Menuju konten utama
Ramadhan 2021

Hukum Buka Puasa karena Kerja Berat, Apakah Diperbolehkan?

Hukum buka puasa karena kerja berat dan hal yang membatalkan puasa Ramadhan.

Hukum Buka Puasa karena Kerja Berat, Apakah Diperbolehkan?
Seorang pekerja membajak sawah yang akan ditanami padi, menggunakan traktor, di Desa Kalukku, Mamuju, Sulawesi Barat. ANTARA FOTO/Akbar Tado

tirto.id - Islam merupakan agama yang mudah dan luas (al-islamu dinun yusrun wus’atun).

Islam memberikan kemudahan bagi para pemeluknya terutama dalam melaksanakan ibadah, termasuk menjalankan ibadah puasa Ramadan.

Dalil Tentang Ibadah Tidak Memberatkan

Dalam hadis dari sahabat Hurairah RA, Rasulullah SAW berkata, yang artinya:

“Sesungguhnya agama itu mudah. Dan selamanya agama tidak akan memberatkan seseorang melainkan memudahkannya. Karena itu, luruskanlah, dekatilah, dan berilah kabar gembira! Minta tolonglah kalian di waktu pagi-pagi sekali, siang hari di kala waktu istirahat dan di awal malam,” (HR. al-Bukhari [39] dan Muslim [2816]).

Allah SWT juga berfirman:

اَيَّامًا مَّعۡدُوۡدٰتٍؕ فَمَنۡ كَانَ مِنۡكُمۡ مَّرِيۡضًا اَوۡ عَلٰى سَفَرٍ فَعِدَّةٌ مِّنۡ اَيَّامٍ اُخَرَ‌ؕ وَعَلَى الَّذِيۡنَ يُطِيۡقُوۡنَهٗ فِدۡيَةٌ طَعَامُ مِسۡكِيۡنٍؕ فَمَنۡ تَطَوَّعَ خَيۡرًا فَهُوَ خَيۡرٌ لَّهٗ ؕ وَاَنۡ تَصُوۡمُوۡا خَيۡرٌ لَّـکُمۡ اِنۡ كُنۡتُمۡ تَعۡلَمُوۡنَ

Ayyaamam ma'duudaat; faman kaana minkum mariidan aw'alaa safarin fa'iddatum min ayyaamin ukhar; wa 'alal laziina yutiiquunahuu fidyatun ta'aamu miskiinin faman tatawwa'a khairan fahuwa khairulo lahuu wa an tasuumuu khairul lakum in kuntum ta'lamuun.

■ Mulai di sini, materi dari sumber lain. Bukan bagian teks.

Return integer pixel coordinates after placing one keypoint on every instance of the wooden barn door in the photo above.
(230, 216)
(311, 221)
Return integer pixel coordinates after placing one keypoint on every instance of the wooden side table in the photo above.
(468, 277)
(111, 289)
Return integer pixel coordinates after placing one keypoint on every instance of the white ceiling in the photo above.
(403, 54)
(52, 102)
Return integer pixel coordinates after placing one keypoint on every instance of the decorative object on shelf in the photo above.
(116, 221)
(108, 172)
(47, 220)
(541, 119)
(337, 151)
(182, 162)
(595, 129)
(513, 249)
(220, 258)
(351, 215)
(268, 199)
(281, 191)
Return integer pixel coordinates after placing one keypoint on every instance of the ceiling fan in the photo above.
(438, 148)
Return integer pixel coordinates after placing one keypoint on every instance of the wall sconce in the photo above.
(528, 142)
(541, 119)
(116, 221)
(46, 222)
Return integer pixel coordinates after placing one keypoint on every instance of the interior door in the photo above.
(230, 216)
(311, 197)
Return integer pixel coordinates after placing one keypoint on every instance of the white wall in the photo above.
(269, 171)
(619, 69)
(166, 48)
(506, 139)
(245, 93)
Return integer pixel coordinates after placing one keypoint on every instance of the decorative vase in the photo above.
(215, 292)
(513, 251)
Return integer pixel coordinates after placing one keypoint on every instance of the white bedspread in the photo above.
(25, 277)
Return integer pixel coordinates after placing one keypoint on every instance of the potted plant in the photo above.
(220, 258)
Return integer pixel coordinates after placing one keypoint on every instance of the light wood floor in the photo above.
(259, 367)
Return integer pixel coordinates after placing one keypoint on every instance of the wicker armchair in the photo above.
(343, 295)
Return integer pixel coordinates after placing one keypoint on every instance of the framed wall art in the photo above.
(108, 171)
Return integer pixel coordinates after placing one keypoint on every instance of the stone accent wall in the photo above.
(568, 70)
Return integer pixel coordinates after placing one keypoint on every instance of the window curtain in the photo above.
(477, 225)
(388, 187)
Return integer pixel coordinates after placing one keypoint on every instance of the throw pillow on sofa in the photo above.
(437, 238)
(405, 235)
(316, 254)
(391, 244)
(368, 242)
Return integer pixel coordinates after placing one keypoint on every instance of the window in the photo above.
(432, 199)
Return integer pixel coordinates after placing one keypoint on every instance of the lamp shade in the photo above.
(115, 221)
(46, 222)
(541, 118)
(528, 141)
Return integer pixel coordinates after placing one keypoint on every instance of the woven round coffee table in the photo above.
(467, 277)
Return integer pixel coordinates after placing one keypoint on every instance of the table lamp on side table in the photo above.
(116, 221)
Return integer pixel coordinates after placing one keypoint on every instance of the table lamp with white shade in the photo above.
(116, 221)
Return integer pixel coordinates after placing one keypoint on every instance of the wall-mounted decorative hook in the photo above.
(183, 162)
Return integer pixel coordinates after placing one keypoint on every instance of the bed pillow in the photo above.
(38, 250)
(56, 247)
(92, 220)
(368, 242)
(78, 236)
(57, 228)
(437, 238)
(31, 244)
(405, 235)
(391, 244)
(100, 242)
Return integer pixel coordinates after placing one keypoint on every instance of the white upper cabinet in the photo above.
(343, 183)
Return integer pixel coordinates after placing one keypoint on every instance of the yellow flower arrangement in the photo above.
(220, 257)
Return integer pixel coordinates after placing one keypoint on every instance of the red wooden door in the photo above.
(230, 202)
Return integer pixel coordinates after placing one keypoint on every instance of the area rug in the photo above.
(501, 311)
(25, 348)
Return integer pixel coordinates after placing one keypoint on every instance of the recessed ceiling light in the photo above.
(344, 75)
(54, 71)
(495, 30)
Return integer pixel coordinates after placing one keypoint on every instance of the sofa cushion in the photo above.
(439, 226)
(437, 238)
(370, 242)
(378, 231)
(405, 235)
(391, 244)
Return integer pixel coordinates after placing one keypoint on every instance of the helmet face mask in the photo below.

Artinya: “(Yaitu) beberapa hari tertentu. Maka barangsiapa di antara kamu sakit atau dalam perjalanan (lalu tidak berpuasa), maka (wajib mengganti) sebanyak hari (yang dia tidak berpuasa itu) pada hari-hari yang lain. Dan bagi orang yang berat menjalankannya, wajib membayar fidyah, yaitu memberi makan seorang miskin. Tetapi barangsiapa dengan kerelaan hati mengerjakan kebajikan, maka itu lebih baik baginya, dan puasamu itu lebih baik bagimu jika kamu mengetahui,” (QS. Al-Baqarah ayat 184).

Hal ini bermakna bahwa bahwa orang sedang sakit atau musafir (orang yang sedang bepergian) boleh tidak berpuasa dan wajib menggantinya di luar bulan Ramadan."

Hal ini dilakukan karena apabila tetap berpuasa ditakutkan akan menimbulkan masyaqah (kesulitan/keberatan).

Lalu, bagaimana dengan hukum membatalkan puasa Ramadan karena kerja berat?

Hukum Buka Puasa Bagi Pekerja Berat

Dikutip dari laman Muhammadiyah (2021), apabila seseorang tidak mampu menjalankan puasa karena ketidakmampuan dan akan menimbulkan petaka (sakit) maka diperbolehkan tidak menjalankan puasa dan tidak berdosa.

Allah SWT melarang umatnya demi keselamatan diri sebagai berikut:

البقرة:١۹٥…وَلَا تُلْقُوا بِأَيْدِيكُمْ إِلَى التَّهْلُكَةِ …

Artinya: “…dan janganlah kamu mencampakkan dirimu ke dalam kebinasaan..” (QS Al-Baqarah: 195).

Kemudian, dari laman NU online, Syekh Muhammad Nawawi Al-Bantani dalam kitab Nihayatuz Zain fi Irsyadin Mubtadi’in mengatakan sebagai berikut:

“Ulama membagi tiga keadaan orang sakit. Pertama, kalau misalnya penyakit diprediksi kritis yang membolehkannya tayamum, maka penderita makruh untuk berpuasa. Ia diperbolehkan tidak berpuasa.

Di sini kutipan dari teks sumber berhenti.